Do you know the signs that you should take your dog to the veterinarian? Dogs are not people, and while it might be obvious in some cases that there’s a veterinary emergency, other cases can slip right past you if you don’t know what to look for. Here are six times you need to find a pet hospital ASAP:
- If your dog is having any difficulty breathing. If you hear any kind of wheezing, raspy breath, or something that sounds like choking, don’t laugh it off or delay. It could be something as minor as allergies, but it could be something stuck in the dog’s throat, or even heart or lung disease. Breathing problems in a dog are never normal, so look for an animal hospital where you can get help quickly.
- Seek out an emergency veterinarian if your dog has changed mental status. Your healthy dog should be alert and responsive to you and the surrounding environment. If the dog is unresponsive, or if it is showing confusion or lack of coordination, it almost certainly needs immediate veterinary attention. This is also the case if your dog seems profoundly lethargic.
- Carefully monitor any cases of vomiting and diarrhea. These are pretty common in dogs, usually the result of simple stomach upset from eating something they shouldn’t. But they can be signs of very serious issues. If the stomach issues are accompanied by weakness or severe lethargy, last more than 24 hours, or are if you notice any blood, be sure to see a veterinarian immediately. You should also seek help from your vet if your dog has a chronic condition like diabetes.
- Get emergency help immediately if the dog’s stomach is distended and sore to the touch. Especially if the distended stomach and tenderness is accompanied by retching, breathing problems, or weakness. This could be a sign that the stomach is twisted, the spleen has ruptured, or there is a serious internal bleeding issue. This is a serious emergency, and the faster you get help, the greater the chance your dog will have a good outcome.

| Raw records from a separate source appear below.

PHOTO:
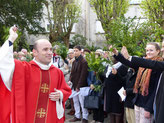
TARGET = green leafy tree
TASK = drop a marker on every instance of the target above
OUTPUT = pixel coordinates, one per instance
(62, 14)
(130, 33)
(154, 11)
(26, 14)
(78, 40)
(109, 10)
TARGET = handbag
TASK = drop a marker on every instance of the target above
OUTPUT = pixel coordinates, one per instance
(92, 101)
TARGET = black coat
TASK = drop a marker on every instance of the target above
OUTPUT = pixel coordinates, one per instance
(129, 81)
(158, 66)
(113, 84)
(79, 73)
(145, 102)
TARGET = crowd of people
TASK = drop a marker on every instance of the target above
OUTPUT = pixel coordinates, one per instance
(39, 90)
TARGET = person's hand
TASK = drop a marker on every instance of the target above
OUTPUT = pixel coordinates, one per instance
(147, 114)
(114, 71)
(124, 52)
(115, 51)
(124, 92)
(54, 96)
(13, 35)
(92, 86)
(77, 90)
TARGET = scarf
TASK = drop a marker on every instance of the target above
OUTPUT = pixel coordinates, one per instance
(143, 79)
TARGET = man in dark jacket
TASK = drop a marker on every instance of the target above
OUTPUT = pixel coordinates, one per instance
(78, 78)
(158, 66)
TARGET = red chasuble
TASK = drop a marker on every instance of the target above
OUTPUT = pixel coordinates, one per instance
(5, 105)
(30, 93)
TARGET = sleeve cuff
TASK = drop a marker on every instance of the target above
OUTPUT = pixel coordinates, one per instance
(10, 43)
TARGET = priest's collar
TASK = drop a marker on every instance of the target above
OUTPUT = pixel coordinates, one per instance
(77, 58)
(42, 66)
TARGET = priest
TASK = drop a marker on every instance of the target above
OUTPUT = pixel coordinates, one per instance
(38, 89)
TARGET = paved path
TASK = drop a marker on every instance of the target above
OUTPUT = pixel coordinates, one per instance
(68, 117)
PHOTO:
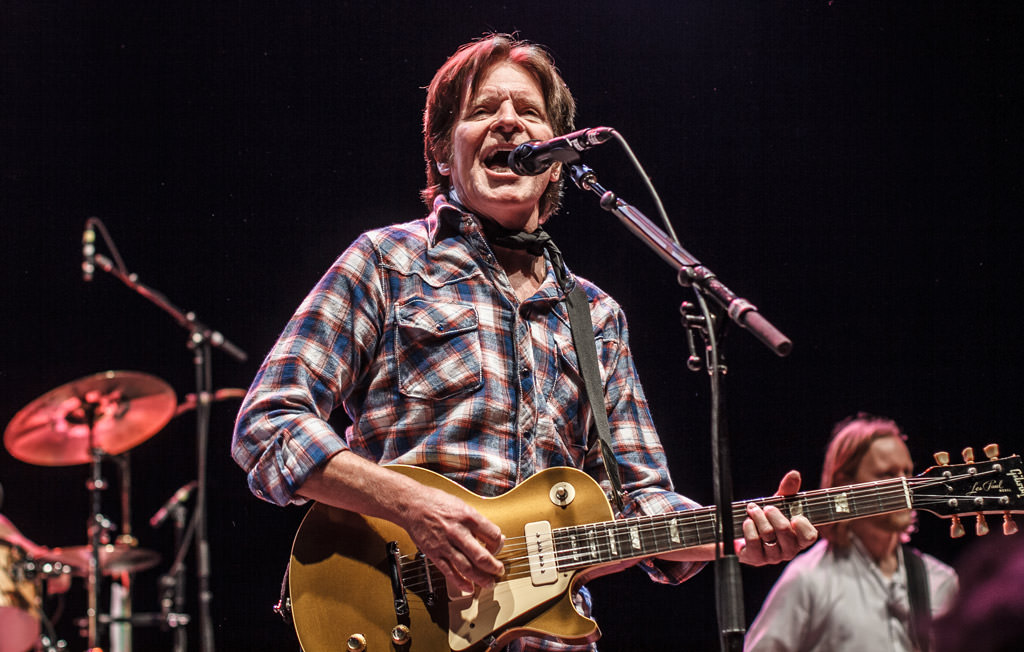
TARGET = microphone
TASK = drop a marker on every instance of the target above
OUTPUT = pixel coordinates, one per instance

- Keep an eye on your dog’s eyes. It’s impossible to reason with your dog and convince it not to keep scratching at an eye that’s bothering it. In fact, some dogs will manage to scratch their own eyes while aiming for their ears, and once they’ve irritated the eye will keep pawing at it in discomfort. This means that eye infections in dogs can quickly go from minor to serious and result in blindness. If you see excessive tearing and swelling, or if your dog is constantly pawing at its eye, see a vet. Even if it’s not yet serious, a veterinarian’s help is often necessary to prevent it from becoming so.
- Seek out an emergency vet if you have any suspicions about toxins.
If you see your dog eat something toxic, you know to contact your veterinarian immediately. Even if you didn’t see it, though, it’s not worth waiting in most cases. If you see chewed up pills, bags, bottles, or containers of rat poison, fertilizer, cleaner, or anything else that’s toxic call for advice immediately. Sometimes the best thing to do is immediately induce vomiting; other times the dog will need to go in and get emergency help.
You love your dog, and your dog loves you. Don’t want to get help for a beloved pet in an emergency, and educate yourself on what conditions require immediate medical help.